VOUnits RFC
Norman Gray
norman at astro.gla.ac.uk
Mon Jul 29 11:45:12 PDT 2013
Tom, hello.
[a long one, I'm afraid!]
First, parenthetically, a response to Marco:
On 2013 Jul 29, at 14:17, Marco Molinaro wrote:
> Markus wish seems to be adding or changing the scale-factor with something
> like CDSFLOAT (already allowed) with [e|E] instead of [10x].
> Since scale-factor has already FLOAT and CDFLOAT in it I don't see the
> problem.
In grammar-hacking terms it's a simple change, but the FITS units spec permits only round powers of ten, and though the OGIP spec permits FLOAT, the text of that spec effectively deprecates having this scale-factor present, and if it has to be there suggests that it should be a round power of ten. So it's really only the CDS spec that is fully comfortable with scale factors in that position. So the 'FLOAT' in the OGIP grammar is slightly deceptive.

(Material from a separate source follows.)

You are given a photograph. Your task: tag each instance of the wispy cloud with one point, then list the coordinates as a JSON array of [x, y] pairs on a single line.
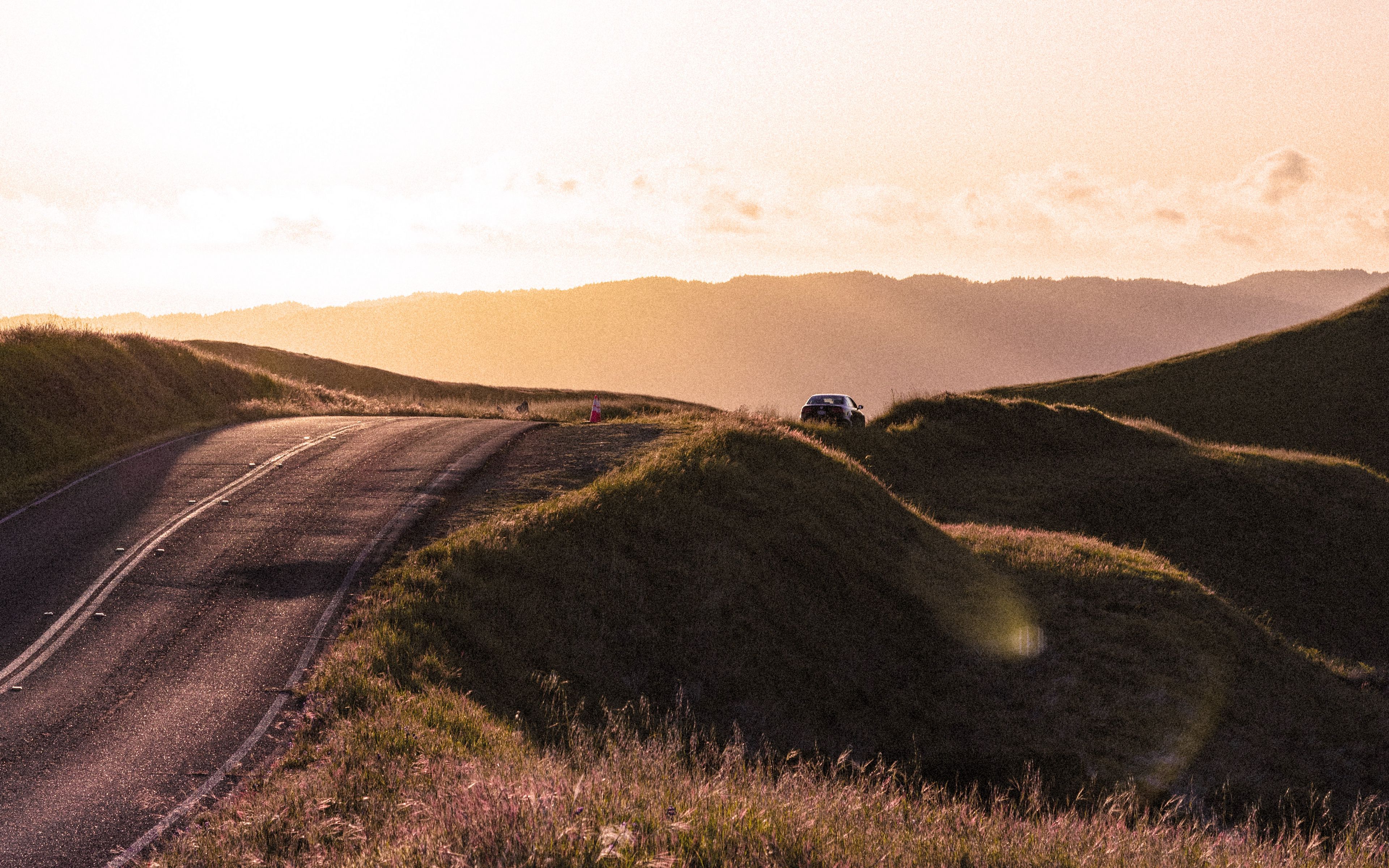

Thus a unit string like "25.4mm" is non-conformant in FITS and deprecated in OGIP.
Back to Tom:
On 2013 Jul 29, at 15:52, Tom McGlynn wrote:
> I've been a little confused by this discussion in terms of what the various choices imply. From my perspective what matters is that I be able to properly write VOTables (and such) in a way that users can understand what is in them... Suppose I have a table of planets and with columns that are intended to be the mass of the planet in Jupiters or Earths. How do I write that table?
>
> If I understand it, I can't do that in the scenario where I am not allowed to specify a general floating point factor in the units, because I can only get units to within the nearest factor of 10. That seems like a really big loss. We don't want to force people to rewrite the values in tables just so they can fit in the units framework.
>
> In FITS in addition to having the TUNITn columns we have the TSCALn columns. So in FITS I've no problem with writing a table with columns that have units of the mass of Jupiter. The TUNITn='kg' and TSCALn=1.9e27.
That's true, but you have to put that scaling factor in the FITS header, because the FITS unit strings don't permit a (non-power-of-ten) scaling factor (as you know). The VOUnits specification is concerned exclusively with the content of the TUNITn card.
And the specification _is_ concerned with the FITS syntax because (as I've stressed above), it's a goal that any VOUnits-compatible units string would also be a syntactically valid FITS unit string (and the same for CDS and nearly so for OGIP). Permitting a scaling factor would break that.
(The document describes the VOUnits prescriptions as "the intersection of the syntaxes and the union of the 'known units'". )
I'll argue for this compatibility as an important property for general interoperability, but I'm not wedded to it, and if there ends up being a consensus against it that's fine by me.
> In VOTables (and elsewhere) we don't have, AFAIK, a comparable scaling capability nor is it likely any time soon. Since I perceive that astronomers are oft enamored of non-SI units, we'd be requiring wholesale rescaling of values in tables for tables to be able to use this convention. I don't see that happening.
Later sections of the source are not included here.